Several sector groups, including the JMEA, PSOJ, the Jamaica Teachers’ Association, the Jamaica Council of Churches and the Jamaica Civil Service Association, expressed concerns about the timing, and levels of increase which Holness acknowledged as “shocking”.
The Opposition People’s National Party went on a flip, jumping from saying, through spokesman on finance Julian Robinson that they take “no issue”, to declaring within hours that the new rates were “morally indefensible” and should be adjusted downwards.
Pointing to the decades-old formula used to calculate salaries for ministers and MPs, Holness disclosed that the figures could have been higher, but “we decided to bring it down to what would not compromise the logic of the compensation system”.

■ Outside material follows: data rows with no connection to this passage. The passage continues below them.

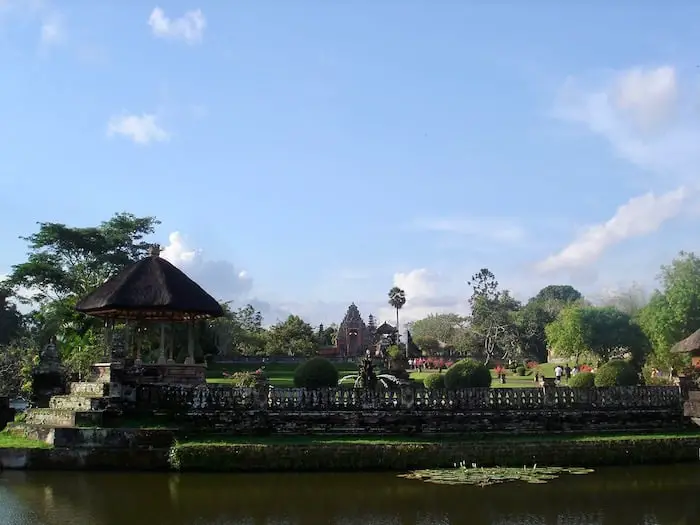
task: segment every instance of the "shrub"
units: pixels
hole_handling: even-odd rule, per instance
[[[330,388],[338,386],[338,370],[328,359],[313,357],[294,371],[297,388]]]
[[[569,386],[573,388],[593,388],[595,386],[595,375],[591,372],[579,372],[569,379]]]
[[[445,372],[445,388],[477,388],[491,386],[491,372],[473,359],[457,361]]]
[[[423,385],[428,390],[442,390],[445,388],[445,376],[442,374],[428,374],[423,379]]]
[[[255,388],[258,385],[258,378],[253,372],[235,372],[226,378],[238,388]]]
[[[639,375],[627,361],[615,359],[598,368],[595,386],[634,386],[639,383]]]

The logic, he said, is aligning compensation with responsibility.
“This Government takes the time to properly analyse, deliberate, and yes, agonise over making these decisions. We don’t make them lightly. We don’t make them trying to ignore how you feel about your politicians. I want you to appreciate that,” he said.
Meanwhile, a long-promised performance evaluation mechanism for MPs and ministers appears closer to reality. Critics have hounded the prime minister for Cabinet job descriptions he promised in the run-up to the 2016 general election.
Yesterday, seven years later, Jamaicans got more specifics from the head of Government.
He said written job descriptions for ministers completed in 2021 will be tabled in Parliament. A code of conduct developed under the PJ Patterson administration will be reviewed at the next Cabinet meeting and then submitted to Parliament.
There will also be financial penalties for “unexplained absences” from Gordon House sittings and committee meetings. In addition to those, MPs will be required to report on their constituency activities and achievements. Lawmakers will also be required to participate in courses on parliamentary affairs.
Ministers will also be required to publish policy goals that they intend to achieve each fiscal year.
“We didn’t just come with this salary increase to just take a salary increase. And, yes, your concerns about accountability, productivity, performance are valid,” he asserted.
Holness acknowledged that despite the “fundamental principle” of collective responsibility for Cabinet ministers, there will be “individual pressures and it might change certain dynamics”.
“But I think it is necessary to bring the public to a point where they can have confidence that the cover of collective responsibility is not being taken advantage of where some ministers are working and others are not,” he said.
The JMEA head Mahfood said publishing the job descriptions is “fine”, though he still has a concern.
“The question of holding his party and the members of the Cabinet to account is his responsibility,” said Mahfood. “It’s can’t be that of the public.”
The PSOJ president said the organisation is “very happy” with the update on the performance evaluation system.
“However, the proof of the pudding will be in the eating,” Seaga said.